Multilevel, or it didn’t happen.

Imagine that on some days you have a headache, but not on other days. You suspect that this is either because you drink beer or because you drink water, and you want to find out which. You carefully keep track of when you get a headache while you either drink beer or water. Subsequently, you do some kind of significance test. Lo and behold, drinking beer is related to getting a headache, p < 0.05!

Given the study design and result, which of the following conclusions are valid?:

  1. If I will drink beer, I will probably get a headache.
  2. If I will drink any alcoholic beverage, I will probably get a headache
  3. If anyone drinks beer, they will probably get a headache.
  4. If anyone drinks any alcoholic beverage, they will probably get a headache.

beer blogI suspect that most will agree that the first is the only warranted statement, while all the others are – strictly speaking – not warranted. If you understood it so far: congratulations! You now realize why for many studies it is absolutely essential to use a multilevel analysis.

Statement 2 is wrong because you did not account for the variance in how your body reacts to other types of alcoholic beverages. Beer is only one of many alcoholic beverages, and because you did not sample from the population of alcoholic beverages you cannot generalize to other alcoholic beverages. Only when you have a valid sample of the population of alcoholic beverages can you account for the variance between them (do try this at home, but sample with care).

Statement 3 and 4 are wrong because you also did not account for how other people vary in how they react to alcoholic beverages. You are only one of many people, and because you did not sample from the population of people you cannot generalize to other people.

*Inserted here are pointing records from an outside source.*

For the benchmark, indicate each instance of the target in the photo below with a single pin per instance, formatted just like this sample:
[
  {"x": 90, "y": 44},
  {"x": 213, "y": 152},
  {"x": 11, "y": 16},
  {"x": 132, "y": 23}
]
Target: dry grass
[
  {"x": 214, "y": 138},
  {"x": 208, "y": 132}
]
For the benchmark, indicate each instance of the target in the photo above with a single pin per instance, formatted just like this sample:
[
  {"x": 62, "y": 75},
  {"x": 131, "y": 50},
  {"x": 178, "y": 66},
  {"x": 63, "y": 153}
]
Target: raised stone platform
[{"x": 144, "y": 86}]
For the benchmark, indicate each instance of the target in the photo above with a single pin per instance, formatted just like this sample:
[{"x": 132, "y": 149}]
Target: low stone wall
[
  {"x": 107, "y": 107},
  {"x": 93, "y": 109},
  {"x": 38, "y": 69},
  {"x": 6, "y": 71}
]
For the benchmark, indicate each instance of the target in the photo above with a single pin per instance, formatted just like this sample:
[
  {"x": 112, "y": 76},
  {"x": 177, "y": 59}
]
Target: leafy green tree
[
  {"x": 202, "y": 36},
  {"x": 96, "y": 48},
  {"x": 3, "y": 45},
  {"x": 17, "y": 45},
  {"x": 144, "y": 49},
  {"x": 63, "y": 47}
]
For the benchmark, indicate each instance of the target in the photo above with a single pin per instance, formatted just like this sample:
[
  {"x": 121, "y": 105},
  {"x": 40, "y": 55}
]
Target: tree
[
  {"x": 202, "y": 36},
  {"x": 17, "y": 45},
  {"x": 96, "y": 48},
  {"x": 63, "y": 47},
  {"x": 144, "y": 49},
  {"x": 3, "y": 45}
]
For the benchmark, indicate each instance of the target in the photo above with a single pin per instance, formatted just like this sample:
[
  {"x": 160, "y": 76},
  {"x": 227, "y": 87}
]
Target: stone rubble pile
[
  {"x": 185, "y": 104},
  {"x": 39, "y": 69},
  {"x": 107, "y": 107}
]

In short, you can only generalize to whatever population you sampled from. In the above example you only sampled from your drinking behavior of beer and water, so you can only generalize to your future drinking behavior of beer and water. Makes sense, right?

Pyramids

Now let’s explore why this is important for designing studies using the following example:

You want to test which instruction method is able to teach children how to read. Specifically, you want to compare two methods: the ‘phonics’ method versus the ‘whole language’ method. You find a teacher who teaches many classes, and is willing to teach half of the classes according to the phonics method, and the other half with the whole language method. Lo and behold, the whole language method is related to learning how to read, p < 0.05!

Again, which conclusion is valid?

  1. If children receive the whole language method, they will probably learn how to read.
  2. If children receive the whole language method, they will probably learn how to count.
  3. If anyone receives the whole language method, they will probably learn how to read.
  4. If anyone receives the whole language method, they will probably learn how to count.

Again, I assume that most will agree that statements 2 through 4 are false. However, statement 1 is false as well. It was a trick question;  sorry.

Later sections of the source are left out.